Een volle zaal luisterde aandachtig naar de voordrachten en daverende bijval getuigde van de waardeering voor zijn kunst. Zijn welslagen was van af den eersten dag verzekerd en zoo trad hij nog acht avonden, telkens voor een talrijk publiek op met: Starkadd, Belsasar, Oedipus, Cariolanus enz. Voor de weleerwaarde Paters werd in besloten kring ‘Oedipus’ voorgedragen.
In de societeit ‘De Gezelligheid’, waar de heer Vogel op verzoek van het bestuur optrad voor de leden, werd hij in Cyrano de Bergerac luide toegejuicht. Ook van de societeit ‘Curaçao’ kreeg hij eene uitnoodiging om aldaar voor te dragen.

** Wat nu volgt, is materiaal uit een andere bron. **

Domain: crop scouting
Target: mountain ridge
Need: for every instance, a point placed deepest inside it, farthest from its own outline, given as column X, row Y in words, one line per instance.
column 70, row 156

Zijn afwisselend programma had ook hier het grootste succes, evenals in het Militair Tehuis alwaar hij voor de troepen voordroeg.
Bijzonder dient vermeld te worden de avond, waarop in het Theater Naar ‘Koning Oedipus’ werd gegeven. De Groep Nederl. Antillen in vereeniging met de Afdeeling Curaçao van Onze Vloot, hadden daarop beslag gelegd en alle leden met hunne dames vrijen toegang gegeven.
Door den secretaris der Groep Nederl. Antillen werd de heer Vogel van zijn hotel afgehaald en naar de zaal gereden, welke voor dien avond met planten en vlaggen was opgesierd. In de pauze verschenen op het tooneel de secretarissen der beide vereenigingen en in hun midden een aanvallig lief meisje met een lauwertak. Door den secretaris van Onze Vloot werd den Nederlandschen kunstenaar in goed gekozen woorden hulde gebracht, waarna hem de lauwertak werd aangeboden. Geroerd nam hij het kind in zijn armen en hij gaf in zuiver Nederlandsch, die schoone taal, zijn gemoed lucht. Dankbaar voor de hem hier ten deel gevallen ontvangst, betuigde hij zijn erkentelijkheid en spoorde aan de Nederlandsche taal hoog te houden.
Na afloop van zijn voordracht kwamen, op uitnoodiging van de besturen der Vereenigingen, de heer Gouverneur en tal van dames en heeren op het tooneel om den heer Vogel te begroeten en met hem den eerewijn te drinken.
Vele blijken van waardeering ondervond hij van den heer Gouverneur der Kolonie en diens adjudant en van velen die avond aan avond zijn kunst volgden. Hij kon dan ook niet scheiden zonder den hier gevonden vriendenkring een blijk te geven, dat hij de hem alhier ten deel gevallen ontvangst op prijs stelde.
De voordrachtavond van den 28 Juni, waartoe de Groep Nederl. Antillen vrijen toegang verschafte aan de leden met hun dames, werd besloten met een danspartij, waartoe de heer Vogel zijn kennissen had uitgenoodigd.
De heer Vogel wilde niet, dat de indruk op Curaçao te spoedig zou wegsterven, dat met hen, die hem gehoord hadden, ook voor goed de laatste herinnering aan zijn verblijf zou verdwijnen.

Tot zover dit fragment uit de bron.